- Arrêt of January 18, 2012

18/01/2012 - P.11.2130.F

Case law

Summary

Sommaire 1
Lorsque, pour motiver sa décision, elle se borne à renvoyer, sans en préciser la teneur, aux motifs de décisions administratives non identifiables, la chambre des mises en accusation ne permet pas à la Cour d’exercer son contrôle.

Arrêt - Integral text

N° P.11.2130.F

S. S., étranger, privé de liberté,

demandeur en cassation,

ayant pour conseil Maître Philippe Charpentier, avocat au barreau de Huy,

contre

ETAT BELGE, représenté par le secrétaire d'Etat à la Politique de migration et d'asile, dont les bureaux sont établis à Bruxelles, WTC II, chaussée d'Anvers, 59B,

défendeur en cassation.

I. LA PROCÉDURE DEVANT LA COUR

Le pourvoi est dirigé contre un arrêt rendu le 20 décembre 2011 par la cour d'appel de Liège, chambre des mises en accusation.

Le demandeur invoque quatre moyens dans un mémoire annexé au présent arrêt, en copie certifiée conforme.

Le conseiller Benoît Dejemeppe a fait rapport.

L'avocat général Damien Vandermeersch a conclu.

II. LA DÉCISION DE LA COUR

Sur le premier moyen :

Le moyen reproche aux juges d'appel de n'avoir pas régulièrement motivé leur décision et d'avoir violé l'article 72, alinéa 2, de la loi du 15 décembre 1980 sur l'accès au territoire, le séjour, l'établissement et l'éloignement des étrangers en se dérobant au contrôle de la légalité de la mesure administrative dont le demandeur a fait l'objet.

Dans ses conclusions, le demandeur a soutenu que la décision d'éloignement du territoire et de maintien en détention à cette fin violait l'article 3 de la Convention de sauvegarde des droits de l'homme et des libertés fondamentales dès lors qu'un retour sous la contrainte dans son pays d'origine constitue, en raison de son état de santé, un traitement inhumain ou dégradant.

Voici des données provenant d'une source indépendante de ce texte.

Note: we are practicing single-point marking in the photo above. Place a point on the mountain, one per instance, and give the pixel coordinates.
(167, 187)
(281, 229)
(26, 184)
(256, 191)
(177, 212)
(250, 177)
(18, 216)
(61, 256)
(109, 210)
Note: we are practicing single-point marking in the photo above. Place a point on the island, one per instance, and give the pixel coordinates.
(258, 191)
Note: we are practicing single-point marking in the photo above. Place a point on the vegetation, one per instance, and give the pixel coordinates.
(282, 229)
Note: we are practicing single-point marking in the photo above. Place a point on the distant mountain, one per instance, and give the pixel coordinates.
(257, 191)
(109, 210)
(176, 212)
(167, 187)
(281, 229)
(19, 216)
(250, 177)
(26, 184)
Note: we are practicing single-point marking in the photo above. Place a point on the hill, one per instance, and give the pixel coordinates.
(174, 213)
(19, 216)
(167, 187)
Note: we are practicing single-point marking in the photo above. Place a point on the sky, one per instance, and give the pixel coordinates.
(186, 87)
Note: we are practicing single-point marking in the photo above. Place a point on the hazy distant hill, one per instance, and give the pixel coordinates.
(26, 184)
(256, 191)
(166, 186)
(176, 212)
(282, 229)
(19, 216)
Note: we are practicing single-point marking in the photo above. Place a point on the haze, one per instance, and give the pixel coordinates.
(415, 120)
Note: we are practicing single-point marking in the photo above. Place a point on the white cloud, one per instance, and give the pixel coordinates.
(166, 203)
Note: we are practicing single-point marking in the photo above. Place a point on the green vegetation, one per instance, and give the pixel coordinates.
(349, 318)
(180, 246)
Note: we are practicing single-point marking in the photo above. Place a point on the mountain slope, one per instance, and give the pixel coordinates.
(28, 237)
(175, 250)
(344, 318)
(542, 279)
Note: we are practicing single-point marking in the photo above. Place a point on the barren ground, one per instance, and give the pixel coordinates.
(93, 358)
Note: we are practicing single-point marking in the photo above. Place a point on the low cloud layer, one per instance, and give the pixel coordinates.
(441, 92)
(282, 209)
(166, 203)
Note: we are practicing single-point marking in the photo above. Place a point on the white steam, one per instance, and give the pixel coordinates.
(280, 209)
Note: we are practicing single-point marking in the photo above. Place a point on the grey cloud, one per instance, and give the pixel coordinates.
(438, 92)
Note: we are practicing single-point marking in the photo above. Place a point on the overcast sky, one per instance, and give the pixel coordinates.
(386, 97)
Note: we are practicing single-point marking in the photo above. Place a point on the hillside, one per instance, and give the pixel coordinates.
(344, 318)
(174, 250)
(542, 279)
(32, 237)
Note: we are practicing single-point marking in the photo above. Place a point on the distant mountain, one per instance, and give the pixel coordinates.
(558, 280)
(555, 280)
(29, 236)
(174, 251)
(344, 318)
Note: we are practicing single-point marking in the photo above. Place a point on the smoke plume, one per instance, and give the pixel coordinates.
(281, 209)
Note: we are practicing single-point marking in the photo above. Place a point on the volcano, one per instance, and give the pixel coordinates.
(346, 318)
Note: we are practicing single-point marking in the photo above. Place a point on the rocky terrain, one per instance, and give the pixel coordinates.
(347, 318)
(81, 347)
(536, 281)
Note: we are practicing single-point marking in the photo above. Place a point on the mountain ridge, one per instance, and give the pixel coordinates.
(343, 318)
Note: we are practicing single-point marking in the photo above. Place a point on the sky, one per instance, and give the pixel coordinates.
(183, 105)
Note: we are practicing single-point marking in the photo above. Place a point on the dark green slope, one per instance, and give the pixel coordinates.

D'une part, par adoption des motifs du réquisitoire du ministère public, l'arrêt énonce que ce moyen n'est pas fondé dès lors qu'il a déjà été examiné par les juridictions administratives. D'autre part, il considère que l'examen de la défense selon laquelle un retour forcé du demandeur dans son pays d'origine constitue un traitement inhumain ou dégradant relève d'une appréciation en opportunité qui échappe à sa compétence.

Le premier motif ne répond pas régulièrement à la défense invoquée et le second ne peut soutenir légalement la décision.

D'une part, en se bornant à renvoyer, sans en préciser la teneur, aux motifs de décisions administratives non identifiables, l'arrêt ne permet pas à la Cour d'exercer son contrôle.

D'autre part, l'éloignement d'un étranger et la mesure privative de liberté prise à cette fin peuvent aboutir à une situation tombant sous l'application de l'article 3 de la Convention s'il existe des raisons sérieuses de craindre qu'après son éloignement ou en raison de celui-ci, l'étranger risque de subir soit la torture soit des peines ou traitements inhumains ou dégradants.

Il s'ensuit que, lorsqu'un étranger invoque un tel risque, la juridiction d'instruction doit en apprécier l'existence au titre d'un contrôle de légalité et non d'opportunité.

Le moyen est fondé.

Il n'y a pas lieu d'examiner les autres moyens qui ne sauraient entraîner une cassation sans renvoi.

PAR CES MOTIFS,

LA COUR

Casse l'arrêt attaqué ;

Ordonne que mention du présent arrêt sera faite en marge de l'arrêt cassé ;

Laisse les frais à charge de l'Etat ;

Renvoie la cause à la cour d'appel de Liège, chambre des mises en accusation, autrement composée.

Lesdits frais taxés à la somme de quatre-vingt-neuf euros dus.

Ainsi jugé par la Cour de cassation, deuxième chambre, à Bruxelles, où siégeaient Frédéric Close, président de section, Benoît Dejemeppe, Pierre Cornelis, Gustave Steffens et Françoise Roggen, conseillers, et prononcé en audience publique du dix-huit janvier deux mille douze par Frédéric Close, président de section, en présence de Damien Vandermeersch, avocat général, avec l'assistance de Fabienne Gobert, greffier.